Reading with... Darcey Steinke

photo: Niqui Carter

Darcey Steinke is the author of the New York Times Notable memoir Easter Everywhere, as well as five novels, including Suicide Blonde. With Rick Moody, she edited Joyful Noise: The New Testament Revisited. She has been both a Henry Hoyns and a Stegner Fellow; Writer-in-Residence at the University of Mississippi; and has taught at the Columbia University School of the Arts, Barnard, the American University of Paris and Princeton. Flash Count Diary: Menopause and the Vindication of Natural Life (Sarah Crichton/FSG, $26) is her most recent book.

On your nightstand now:

I have trouble getting to sleep. It's not unusual for me to turn the light off and then have to turn it back on again many times before I can actually sleep. I like to have a wide selection of books available to me in the dark hours. At the moment there are two poetry books, Maggie Nelson's Something Bright, Then Holes and Dance Dance Revolution by Cathy Park Hong. Both are amazing. Nelson for her ability to show how a soul comes awake, and the way Hong makes up words and meaning is thrilling. Also, a book of music criticism: They Can't Kill Us Until They Kill Us by Hanif Abdurraqib. This book is so alive! And Barry Hannah's collected short stories Long, Last, Happy. Hannah is a master. And this terrific novel The Man Who Walked Away by Maud Casey, about the beginnings of psychiatry in the 19th century.

Favorite book when you were a child:

As a small child I loved this picture book called Play with Me by Marie Hall Ets. It is about a girl who wants a playmate and in her desperation chases after all matter of animals. Eventually she learns to sit very still, and all the animals come up to her. It had a very zen message, one I was able to get even as a child. I also loved Edward Eager's Half Magic, I was so taken with those books that I would Xerox the illustrations and hang them over my bed. There was a young biography series I loved as well: Young Jefferson, Young Abigail Adams.

Your top five authors:

Simone de Beauvoir is my favorite at the moment. The way she did philosophy to the female body in the Second Sex is still so thrilling. And I love the way she writes about people and ideas. Flannery O'Connor, Emily Brontë, the South African writer Bessie Head and Kafka.

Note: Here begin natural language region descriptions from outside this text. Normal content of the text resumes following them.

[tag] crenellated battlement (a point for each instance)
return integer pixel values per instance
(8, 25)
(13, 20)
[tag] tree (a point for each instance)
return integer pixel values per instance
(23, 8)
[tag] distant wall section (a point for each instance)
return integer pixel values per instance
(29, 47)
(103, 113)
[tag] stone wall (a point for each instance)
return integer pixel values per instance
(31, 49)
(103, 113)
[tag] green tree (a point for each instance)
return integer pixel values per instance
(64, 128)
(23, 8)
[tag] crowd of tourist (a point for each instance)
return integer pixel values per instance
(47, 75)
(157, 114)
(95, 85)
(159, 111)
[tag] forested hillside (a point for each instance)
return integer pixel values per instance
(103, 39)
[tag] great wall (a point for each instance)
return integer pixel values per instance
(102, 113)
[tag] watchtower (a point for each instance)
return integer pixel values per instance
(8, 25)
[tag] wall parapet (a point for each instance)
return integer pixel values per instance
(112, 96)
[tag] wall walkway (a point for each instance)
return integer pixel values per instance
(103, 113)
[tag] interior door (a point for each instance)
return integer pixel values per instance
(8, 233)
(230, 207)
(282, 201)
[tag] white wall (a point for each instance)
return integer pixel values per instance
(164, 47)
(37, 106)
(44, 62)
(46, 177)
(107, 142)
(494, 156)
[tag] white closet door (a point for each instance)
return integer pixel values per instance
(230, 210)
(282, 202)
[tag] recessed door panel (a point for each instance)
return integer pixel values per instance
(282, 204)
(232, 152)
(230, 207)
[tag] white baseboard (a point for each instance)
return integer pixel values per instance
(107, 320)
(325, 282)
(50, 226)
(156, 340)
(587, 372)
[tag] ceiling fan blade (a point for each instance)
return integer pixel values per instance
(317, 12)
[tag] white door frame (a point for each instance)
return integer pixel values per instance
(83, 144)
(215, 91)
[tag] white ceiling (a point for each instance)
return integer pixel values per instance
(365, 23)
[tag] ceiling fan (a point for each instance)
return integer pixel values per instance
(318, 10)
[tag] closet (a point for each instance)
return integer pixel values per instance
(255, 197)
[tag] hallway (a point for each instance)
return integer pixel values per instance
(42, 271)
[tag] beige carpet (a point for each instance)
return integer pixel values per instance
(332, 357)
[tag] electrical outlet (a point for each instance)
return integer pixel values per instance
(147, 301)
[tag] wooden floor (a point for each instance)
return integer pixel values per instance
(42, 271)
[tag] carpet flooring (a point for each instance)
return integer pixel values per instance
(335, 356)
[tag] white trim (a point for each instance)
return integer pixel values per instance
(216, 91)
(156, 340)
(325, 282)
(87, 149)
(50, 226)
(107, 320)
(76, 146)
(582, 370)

I like writers who write in a raw and precise way.

Book you've faked reading:

All of David Foster Wallace except the essays, which I adore.

Book you're an evangelist for:

The Vegetarian by Han Kang. This book won the Man Booker International Prize a few years ago. It is a masterpiece. It reframes female "hysteria" and is also about pantheism. When I go to my local bookstore, Greenlight in Brooklyn, and buy yet another copy for a gift, they always very nicely tell me I already have 10!

Book you've bought for the cover:

I can't really think of any book I bought for the cover alone.

Book you hid from your parents:

In the late 1970s, in the basement of a split level, my friend Alicia and I read The Happy Hooker by Xaviera Hollander to each other with wonder and confusion.

Book that changed your life:

There were so many! I think Sylvia Plath's The Bell Jar really got to me in my early 20s, as it showed both the life I wanted, a young writer in NYC, and the depression that I was also becoming familiar with. I also read Melville's Bartleby, the Scrivener in high school and I remember that shook me up--the humanity in it, the sadness. I have always wanted books that are honest about the dark parts of life.

Favorite line from a book:

"When you write you do not know whether you are obeying the moment or eternity." --Edmond Jabès

Five books you'll never part with:

The Collected Short Stories of Franz Kafka, The Second Sex by Simone de Beauvoir, Wuthering Heights by Emily Brontë, Robert Richardson's biographies of William James and Emerson.

Book you most want to read again for the first time:

I really love to read books over and over again, it never bothers me that I know what's coming. I like the sensation. I often reread Nathanael West's The Day of the Locust, and when I get to familiar parts, I can remember where I was when I read them last time and the time before that, it's almost like a time machine, a tiny repository of all the other times I read it. The book and I are in deep relation.